### Notebook for creating/updating the dense and sparse indices

In [None]:
from ipynb.fs.defs.preprocess_data import preprocess_data
from ipynb.fs.defs.preprocess_data import get_documents_from_files
from ipynb.fs.defs.preprocess_data import split_docs
from ipynb.fs.defs.preprocess_data import clean_and_process_chunked_documents
from ipynb.fs.defs.preprocess_data import store_documents
import chromadb
from langchain.vectorstores import Chroma
from langchain.docstore.document import Document
from typing import List
import os


def build_or_update_index_vector_db(documents: List[Document], embeddings, collection_name: str, dist_function: str, collection_metadata: dict):
 '''
 Builds the index vector DB from documents with the specified embeddings and collection_name
 If it already exists, updates the index with the new documents
 '''
 new_client = chromadb.PersistentClient(path=os.environ.get("CHROMA_PATH"))

 print("Starting to build index for: ", collection_metadata)

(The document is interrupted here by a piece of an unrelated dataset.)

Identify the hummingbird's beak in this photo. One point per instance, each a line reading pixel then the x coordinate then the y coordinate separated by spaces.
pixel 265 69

 # Check if collection already exists
 collection_exists = True
 try:
 collection = new_client.get_collection(collection_name)
 except ValueError as e:
 collection_exists = False

 if not collection_exists:
 print("Collection is new")
 # If collection does not exist, create it
 collection = new_client.create_collection(collection_name)
 # Each document needs an ID
 ids = [str(i) for i in range(1, len(documents) + 1)]

 # Store the text of the document and metadata separately in order to insert it into Chroma
 texts = []
 metadata_docs = []
 for document in documents:
 texts.append(document.page_content)
 metadata_docs.append(document.metadata)

 # Add them in batches (otherwise Chroma error)
 for start_idx in range(0, len(embeddings), 1000):
 end_idx = start_idx + 1000
 # Ensure not to go out of bounds
 embeddings_batch = embeddings[start_idx : min(end_idx, len(embeddings))]
 texts_batch = texts[start_idx : min(end_idx, len(embeddings))]
 ids_batch = ids[start_idx : min(end_idx, len(embeddings))]
 metadatas_batch = metadata_docs[start_idx : min(end_idx, len(embeddings))]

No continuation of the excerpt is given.